当前位置:网站首页>Compare kernelshap and treeshap based on speed, complexity and other factors
Compare kernelshap and treeshap based on speed, complexity and other factors
2022-07-23 21:25:00 【deephub】
KernelSHAP and TreeSHAP Are used for approximation Shapley value .TreeSHAP It's very fast , But it can only be used in tree based algorithms , Such as random forest and xgboost. and KernelSHAP It has nothing to do with the model . This means that it can be used with any machine learning algorithm . We will compare these two approximation methods .
The experiment in this paper , Will show TreeSHAP How fast is it actually . In addition, we also explore how the parameters of tree algorithm affect the time complexity , These include the number of trees 、 Depth and number of features . In the use of TreeSHAP When exploring data , This knowledge is very useful . Finally, we will discuss other factors ( Such as feature dependency ) Some effects of .

This article assumes that you know SHAP, You can refer to other articles published before .
Time per sample
For the first experiment , Let's look at these methods of calculation SHAP How much time does it take . We won't go into detail about the code used , Because the complete code will be provided at the end of this article GitHub Address . Start with simulated regression data . There are 10000 Samples 、10 Characteristics and 1 Continuous target variables . Use the data , We trained a random forest , The model has 100 tree , Maximum depth is 4.
Now you can use this model to calculate SHAP value . Use at the same time KernelSHAP and TreeSHAP Method , Calculate for each method 10、100、1000、2000、5000 and 10000 individual SHAP value . Record the time taken for each value calculation , And I repeat this process 3 Time , Then take the average value as the final time .
You can see it in the picture 1 See results in .TreeSHAP Obviously faster . about 10,000 individual SHAP value , This method is time-consuming 1.44 second . by comparison ,KernelSHAP Time consuming 13 branch 40.56 second . This is a 570 Times of time . Of course, the speed of these calculations will depend on the equipment , But the difference won't be too big .
[ Failed to transfer the external chain picture , The origin station may have anti-theft chain mechanism , It is suggested to save the pictures and upload them directly (img-Jgv4Bvan-1658543917174)(http://images.overfit.cn/upload/20220723/c34a942dca1e4a3e910c9b1d2d465949.png)]
above TreeSHAP The line looks flat . This is because KernelSHAP It's too much . Below 2 in , We draw alone TreeSHAP . It can be seen that it also increases linearly with the increase of observation times . This tells us each SHAP Values need similar time to calculate . We will discuss the reasons in the next section .

Time complexity
The time complexity of the two methods is as follows . This is also the calculation feature of tree algorithm SHAP The complexity of value .T Is the number of individual trees .L Is the maximum number of leaves per tree .D Is the maximum depth of each tree .M Is the maximum number of features in each tree . For these methods , These parameters will affect the approximation time in different ways .

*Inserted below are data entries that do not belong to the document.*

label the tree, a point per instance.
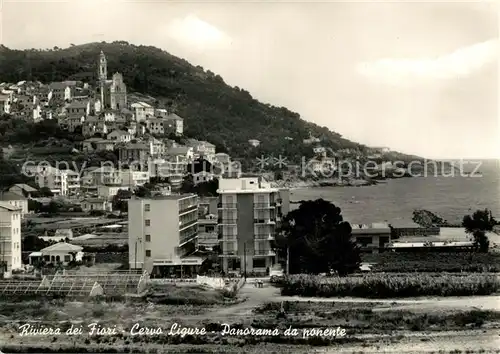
(317, 240)
(477, 225)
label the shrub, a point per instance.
(380, 285)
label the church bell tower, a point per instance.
(103, 75)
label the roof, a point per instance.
(58, 85)
(62, 247)
(431, 244)
(140, 104)
(25, 187)
(10, 196)
(180, 150)
(94, 200)
(8, 206)
(119, 132)
(105, 169)
(84, 237)
(136, 146)
(92, 140)
(402, 224)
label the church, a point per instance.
(113, 93)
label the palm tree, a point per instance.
(477, 225)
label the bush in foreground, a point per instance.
(382, 285)
(451, 262)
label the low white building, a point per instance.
(59, 253)
(15, 200)
(202, 177)
(99, 204)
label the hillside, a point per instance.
(213, 111)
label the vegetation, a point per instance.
(450, 262)
(382, 285)
(226, 116)
(317, 240)
(477, 225)
(204, 189)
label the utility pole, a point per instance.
(245, 258)
(287, 260)
(135, 257)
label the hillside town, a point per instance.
(139, 204)
(170, 220)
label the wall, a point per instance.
(163, 229)
(245, 221)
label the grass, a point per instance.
(362, 318)
(380, 285)
(396, 262)
(356, 318)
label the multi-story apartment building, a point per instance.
(162, 229)
(249, 211)
(135, 155)
(16, 200)
(142, 111)
(60, 182)
(372, 238)
(131, 178)
(10, 237)
(107, 176)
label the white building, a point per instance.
(10, 237)
(142, 111)
(254, 142)
(202, 177)
(249, 211)
(15, 200)
(131, 178)
(161, 229)
(119, 136)
(59, 253)
(109, 192)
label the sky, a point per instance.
(420, 78)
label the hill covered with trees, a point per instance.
(214, 111)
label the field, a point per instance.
(380, 285)
(397, 262)
(369, 326)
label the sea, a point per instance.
(451, 197)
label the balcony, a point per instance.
(188, 224)
(229, 238)
(265, 221)
(264, 237)
(264, 253)
(188, 209)
(226, 221)
(226, 206)
(263, 206)
(229, 254)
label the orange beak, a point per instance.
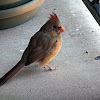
(61, 30)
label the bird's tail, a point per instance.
(12, 72)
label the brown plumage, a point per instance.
(42, 48)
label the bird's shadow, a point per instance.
(27, 71)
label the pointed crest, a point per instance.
(54, 16)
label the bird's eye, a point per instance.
(54, 26)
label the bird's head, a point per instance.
(53, 25)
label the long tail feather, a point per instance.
(12, 72)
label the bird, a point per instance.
(43, 46)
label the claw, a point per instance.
(50, 69)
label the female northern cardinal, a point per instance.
(43, 47)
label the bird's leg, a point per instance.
(50, 69)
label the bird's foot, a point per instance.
(50, 69)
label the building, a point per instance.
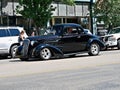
(80, 13)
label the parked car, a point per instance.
(113, 38)
(87, 31)
(59, 43)
(9, 40)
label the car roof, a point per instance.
(67, 24)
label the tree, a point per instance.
(40, 11)
(108, 11)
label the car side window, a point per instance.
(70, 30)
(3, 33)
(14, 32)
(80, 30)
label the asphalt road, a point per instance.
(82, 72)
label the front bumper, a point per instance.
(111, 43)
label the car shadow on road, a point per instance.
(38, 59)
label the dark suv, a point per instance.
(58, 42)
(9, 40)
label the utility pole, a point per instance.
(91, 15)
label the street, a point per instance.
(82, 72)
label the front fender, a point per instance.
(54, 50)
(96, 40)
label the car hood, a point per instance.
(43, 37)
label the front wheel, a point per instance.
(24, 59)
(118, 44)
(45, 54)
(94, 49)
(13, 51)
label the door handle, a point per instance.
(78, 36)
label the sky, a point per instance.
(85, 0)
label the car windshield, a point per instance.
(55, 30)
(113, 31)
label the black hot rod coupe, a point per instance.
(62, 39)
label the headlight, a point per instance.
(32, 43)
(112, 39)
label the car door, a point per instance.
(69, 41)
(4, 41)
(74, 42)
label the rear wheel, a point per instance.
(23, 59)
(94, 49)
(45, 54)
(13, 50)
(118, 44)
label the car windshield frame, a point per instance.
(113, 31)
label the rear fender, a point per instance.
(55, 51)
(95, 40)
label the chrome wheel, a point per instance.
(94, 49)
(45, 53)
(13, 51)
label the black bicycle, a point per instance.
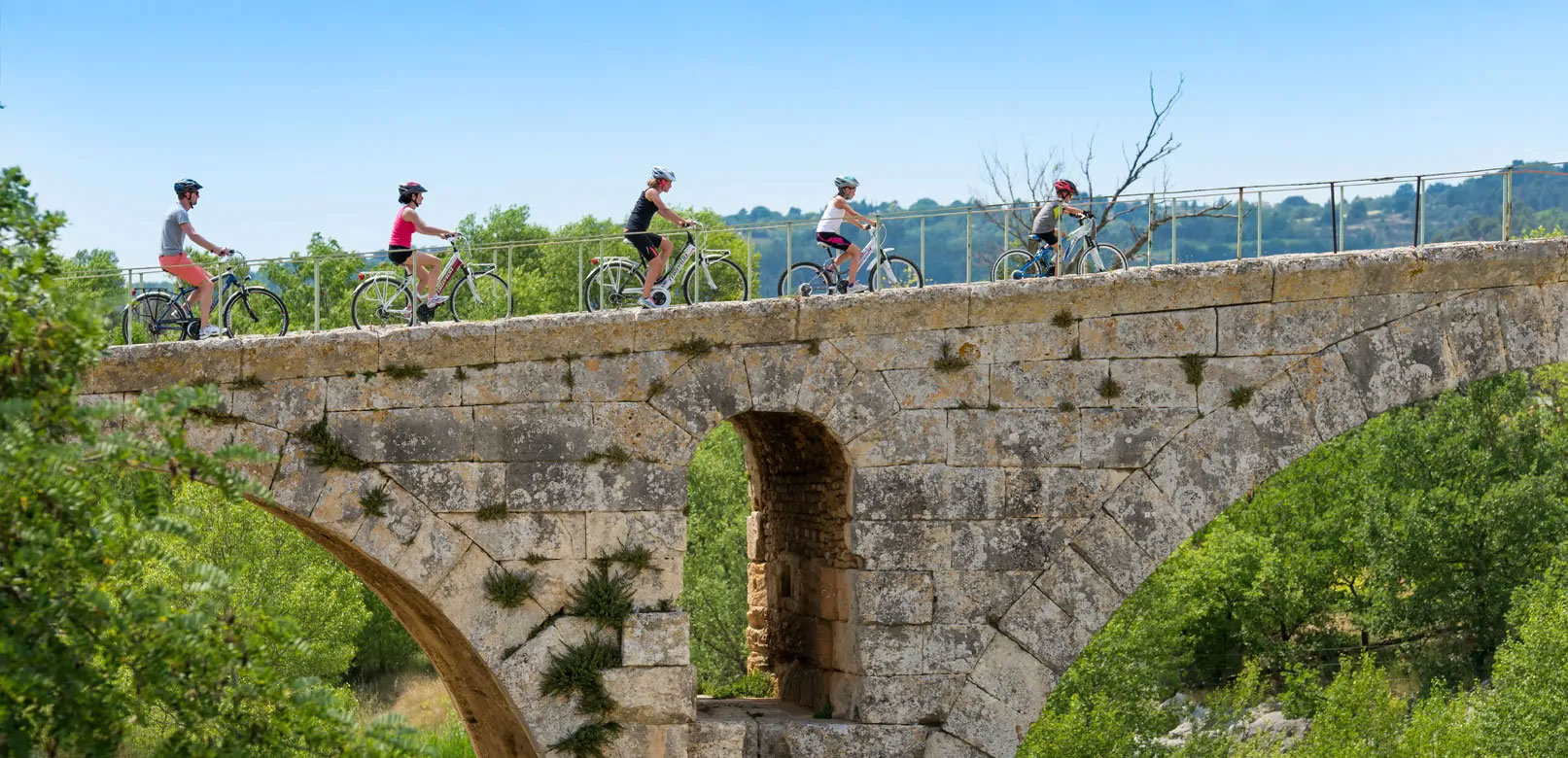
(156, 315)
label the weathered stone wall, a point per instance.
(1018, 458)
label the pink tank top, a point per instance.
(401, 229)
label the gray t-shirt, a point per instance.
(173, 232)
(1046, 220)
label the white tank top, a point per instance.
(831, 218)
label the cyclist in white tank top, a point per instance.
(833, 217)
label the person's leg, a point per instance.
(656, 268)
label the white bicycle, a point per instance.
(706, 276)
(477, 293)
(887, 271)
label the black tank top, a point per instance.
(642, 213)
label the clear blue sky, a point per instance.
(304, 117)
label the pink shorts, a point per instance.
(184, 266)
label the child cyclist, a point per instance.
(401, 250)
(834, 215)
(1045, 227)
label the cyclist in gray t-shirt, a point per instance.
(1051, 210)
(171, 258)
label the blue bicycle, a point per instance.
(1082, 254)
(156, 315)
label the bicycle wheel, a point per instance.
(153, 317)
(1098, 258)
(486, 299)
(615, 284)
(729, 282)
(256, 310)
(805, 279)
(1017, 263)
(895, 273)
(383, 301)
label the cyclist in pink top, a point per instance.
(401, 250)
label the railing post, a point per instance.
(1240, 202)
(1260, 210)
(1507, 201)
(1333, 215)
(1414, 230)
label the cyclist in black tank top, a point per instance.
(652, 248)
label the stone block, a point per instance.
(1013, 437)
(659, 532)
(1150, 335)
(706, 391)
(907, 545)
(1150, 383)
(1148, 516)
(957, 647)
(642, 432)
(621, 378)
(1008, 544)
(1046, 633)
(656, 639)
(526, 381)
(380, 392)
(985, 722)
(841, 740)
(890, 597)
(905, 437)
(1077, 589)
(1329, 392)
(401, 435)
(1114, 555)
(862, 402)
(660, 694)
(1223, 374)
(1049, 384)
(897, 310)
(534, 431)
(933, 491)
(933, 389)
(452, 488)
(563, 334)
(1130, 437)
(519, 535)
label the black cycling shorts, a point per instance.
(646, 243)
(833, 240)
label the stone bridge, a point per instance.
(952, 488)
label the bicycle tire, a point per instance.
(391, 302)
(895, 273)
(811, 276)
(1107, 253)
(146, 320)
(494, 293)
(728, 281)
(608, 286)
(1012, 261)
(263, 320)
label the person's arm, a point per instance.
(664, 210)
(201, 240)
(854, 218)
(425, 229)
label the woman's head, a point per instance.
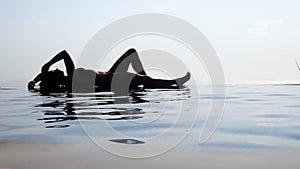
(52, 82)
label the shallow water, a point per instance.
(255, 116)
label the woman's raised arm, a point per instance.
(63, 55)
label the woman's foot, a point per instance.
(182, 80)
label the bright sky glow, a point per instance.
(256, 41)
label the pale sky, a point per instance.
(256, 41)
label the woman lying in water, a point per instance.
(117, 79)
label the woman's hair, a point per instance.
(50, 83)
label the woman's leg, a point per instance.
(122, 64)
(151, 83)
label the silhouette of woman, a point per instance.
(116, 79)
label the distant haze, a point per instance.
(256, 41)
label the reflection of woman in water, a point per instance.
(117, 78)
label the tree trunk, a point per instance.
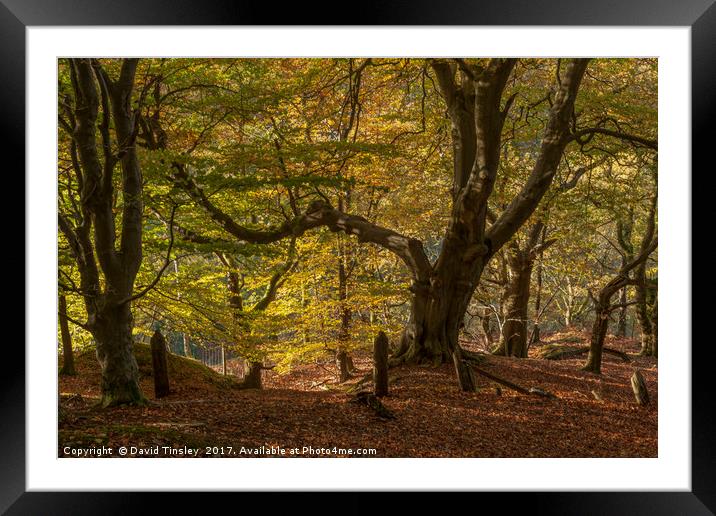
(621, 322)
(380, 365)
(599, 332)
(112, 331)
(638, 385)
(344, 372)
(642, 312)
(514, 331)
(68, 359)
(252, 375)
(486, 328)
(160, 367)
(438, 311)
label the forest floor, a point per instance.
(306, 408)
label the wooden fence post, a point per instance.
(159, 365)
(380, 364)
(638, 385)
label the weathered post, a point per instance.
(159, 365)
(638, 385)
(465, 376)
(380, 364)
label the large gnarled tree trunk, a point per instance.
(442, 291)
(107, 302)
(602, 303)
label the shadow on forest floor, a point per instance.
(433, 418)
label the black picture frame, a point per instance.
(700, 15)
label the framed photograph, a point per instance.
(446, 239)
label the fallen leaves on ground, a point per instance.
(433, 417)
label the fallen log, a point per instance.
(510, 385)
(559, 352)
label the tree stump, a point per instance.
(159, 365)
(638, 385)
(380, 365)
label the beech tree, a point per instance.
(473, 94)
(603, 306)
(107, 258)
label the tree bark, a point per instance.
(68, 358)
(252, 375)
(92, 240)
(516, 304)
(441, 291)
(112, 331)
(603, 306)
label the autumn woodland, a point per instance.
(383, 257)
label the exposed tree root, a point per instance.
(371, 400)
(533, 390)
(559, 352)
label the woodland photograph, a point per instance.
(357, 257)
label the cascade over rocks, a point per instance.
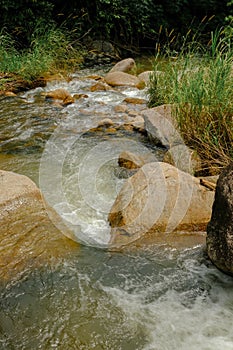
(158, 200)
(125, 65)
(25, 226)
(220, 228)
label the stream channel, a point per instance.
(151, 298)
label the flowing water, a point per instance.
(149, 298)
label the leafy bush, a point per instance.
(199, 85)
(50, 50)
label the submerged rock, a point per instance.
(60, 94)
(159, 200)
(220, 228)
(131, 160)
(27, 234)
(122, 79)
(125, 65)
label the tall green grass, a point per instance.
(50, 51)
(198, 82)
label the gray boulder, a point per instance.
(220, 228)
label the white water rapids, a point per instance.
(155, 298)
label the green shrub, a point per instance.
(50, 50)
(199, 85)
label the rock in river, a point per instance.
(158, 200)
(27, 234)
(220, 228)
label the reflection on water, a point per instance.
(153, 299)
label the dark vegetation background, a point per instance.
(129, 25)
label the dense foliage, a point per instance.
(140, 23)
(198, 83)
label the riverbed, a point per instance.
(153, 297)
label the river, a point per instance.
(151, 298)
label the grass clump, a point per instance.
(50, 51)
(198, 82)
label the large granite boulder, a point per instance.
(162, 130)
(27, 234)
(125, 65)
(158, 200)
(122, 79)
(220, 228)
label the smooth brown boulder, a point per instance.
(122, 79)
(219, 239)
(158, 200)
(28, 235)
(131, 160)
(60, 94)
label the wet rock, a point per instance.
(125, 65)
(183, 158)
(131, 160)
(135, 100)
(138, 123)
(220, 228)
(158, 201)
(9, 94)
(161, 127)
(27, 233)
(122, 79)
(60, 94)
(78, 96)
(100, 86)
(106, 122)
(145, 76)
(120, 108)
(68, 100)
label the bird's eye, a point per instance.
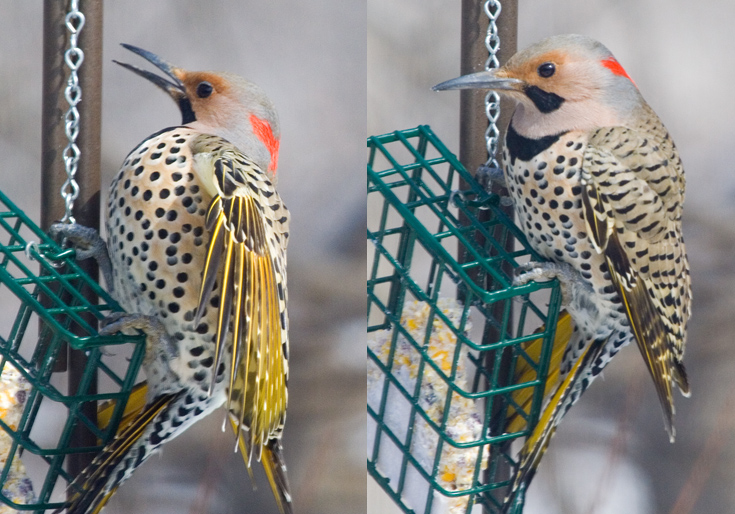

TreeSHAP The complexity of is only affected by depth (D) Influence . and KernelSHAP Affected by the number of features (M) Influence . The difference is KernelSHAP Complexity is exponential w.r.t M and TreeSHAP It's twice w.r.t D. Because the depth of the tree (D=4) Specific characteristics (M = 10) Much smaller , therefore KernelSHAP It's going to be a lot slower .
This is every SHAP Time complexity of value , Generally, each value requires similar time to calculate , So we see that there is a linear relationship between time and the number of observations . Now we will discuss time and other parameters T、L、D and M The relationship between . Then we will discuss the significance of the results to model validation and data exploration .
The number of trees (T)
For both methods , Complexity is the number of trees (T) Linearity of w.r.t.. To verify that this parameter affects the approximation time in a similar way . We train different models by increasing the number of trees , Use each model to calculate 100 individual SHAP value .
You can see it in the picture 3 See results in . For both methods , Time increases linearly with the number of trees . This is what we expect when we look at the time complexity . This tells us , By limiting the number of trees , We can reduce the calculation SHAP The value of the time .

Number of features (M)
Only KernelSHAP Affected by the number of features (M) Influence , This time we train the model on different number of features . Other parameters (T、L、D) remain unchanged . Below 4 in , You can see that with m An increase in ,KernelSHAP The time increases exponentially . by comparison ,TreeSHAP The time is less affected .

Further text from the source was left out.